Coincidences happen all the time in real life. An ex-colleague recently attended two meetings at an employment consultancy. Both times she chose a seat at random, and both times she found herself seated next to someone recently made redundant within the same industry as her. In a story that kind of coincidence would make a perfect starting point. Three people realise that unexpectedly they have something in common, and that leads to a greater level of connection which in turn drives the plot forward. At the start of a story, it's often a random chance event that throws the protagonist out of their regular life and into the events of the unfolding plot.

Apparent coincidences later in the story may, however, be more difficult for a reader to accept. Sometimes these happen because the author knows more than either the characters or the reader. It can be difficult to convey this information (or at least the existence of the information) when writing in a limited point of view and where there is no way for the characters to know what is going on.

Personally I like the idea that there's a whole big world out there that the central characters can never fully know, and can only influence in small ways within their own areas of expertise. If someone else is pulling the strings, however, it's important to at least hint that to the reader.

I've got that issue in a story I'm revising at the moment. The protagonist has been given a job to do, not knowing that her employer has also hired someone else to carry out a related task in the same time or place. I want the appearance of that second character to be almost as big a surprise to the reader as it is to the protagonist, but it currently looks like a little too much of a coincidence.

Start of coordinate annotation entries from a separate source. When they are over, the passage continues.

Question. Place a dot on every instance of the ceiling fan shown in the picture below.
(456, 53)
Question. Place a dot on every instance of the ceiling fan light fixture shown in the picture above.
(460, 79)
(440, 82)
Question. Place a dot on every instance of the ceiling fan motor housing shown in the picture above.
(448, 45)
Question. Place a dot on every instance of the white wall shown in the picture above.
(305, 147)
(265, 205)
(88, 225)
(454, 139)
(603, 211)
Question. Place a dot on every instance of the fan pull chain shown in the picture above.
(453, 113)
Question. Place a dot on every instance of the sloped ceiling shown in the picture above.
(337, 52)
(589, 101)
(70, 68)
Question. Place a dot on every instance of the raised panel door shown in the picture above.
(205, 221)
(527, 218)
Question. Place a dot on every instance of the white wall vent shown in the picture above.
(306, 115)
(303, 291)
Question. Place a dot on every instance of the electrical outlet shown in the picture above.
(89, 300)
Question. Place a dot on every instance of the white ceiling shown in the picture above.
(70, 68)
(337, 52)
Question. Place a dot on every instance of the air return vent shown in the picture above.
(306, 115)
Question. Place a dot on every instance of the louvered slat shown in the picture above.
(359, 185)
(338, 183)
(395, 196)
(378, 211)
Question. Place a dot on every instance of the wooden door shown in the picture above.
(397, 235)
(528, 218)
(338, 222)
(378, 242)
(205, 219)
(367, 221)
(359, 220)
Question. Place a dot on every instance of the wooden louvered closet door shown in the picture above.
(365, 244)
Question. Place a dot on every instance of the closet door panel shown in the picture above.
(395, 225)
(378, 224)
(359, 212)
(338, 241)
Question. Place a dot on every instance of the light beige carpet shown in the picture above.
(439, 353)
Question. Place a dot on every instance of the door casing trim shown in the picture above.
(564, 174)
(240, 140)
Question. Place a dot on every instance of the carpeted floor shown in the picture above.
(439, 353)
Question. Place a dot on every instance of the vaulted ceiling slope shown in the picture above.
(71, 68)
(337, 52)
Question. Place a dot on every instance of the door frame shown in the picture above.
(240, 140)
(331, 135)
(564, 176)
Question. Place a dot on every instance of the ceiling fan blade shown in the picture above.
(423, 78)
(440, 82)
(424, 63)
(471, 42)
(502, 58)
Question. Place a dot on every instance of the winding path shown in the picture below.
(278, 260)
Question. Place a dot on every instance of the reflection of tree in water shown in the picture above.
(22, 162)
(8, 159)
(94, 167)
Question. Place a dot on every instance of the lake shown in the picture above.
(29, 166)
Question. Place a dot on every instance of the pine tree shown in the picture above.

My thought is that my protagonist's employer should explain her lateness to the meeting (not alluded to in the current draft) as being because she had a prior engagement to hire someone else (without mentioning what for), who is 'a bit of a loose cannon'. This then hints to the reader (who expects story conventions to be followed, at least to a certain event), who this unseen third party is, and that they may have a further part to play in the story. Meanwhile our protagonist will continue with her mission (not knowing that she's in a story and that plot conventions exist), believing that she is the only employee sent to that location, and that her employer was referring to someone completely unknown to the protagonist.

As a reader, would that be enough of a hint, not to make the later plot events seem like a coincidence of writer convenience?

What coincidences can you, as a reader, accept in a story, and which will make a story completely unbelievable?

What problems have you, as a writer, encountered in trying to bring plot elements or characters together without relying on chance happenings, and how did you overcome the problem?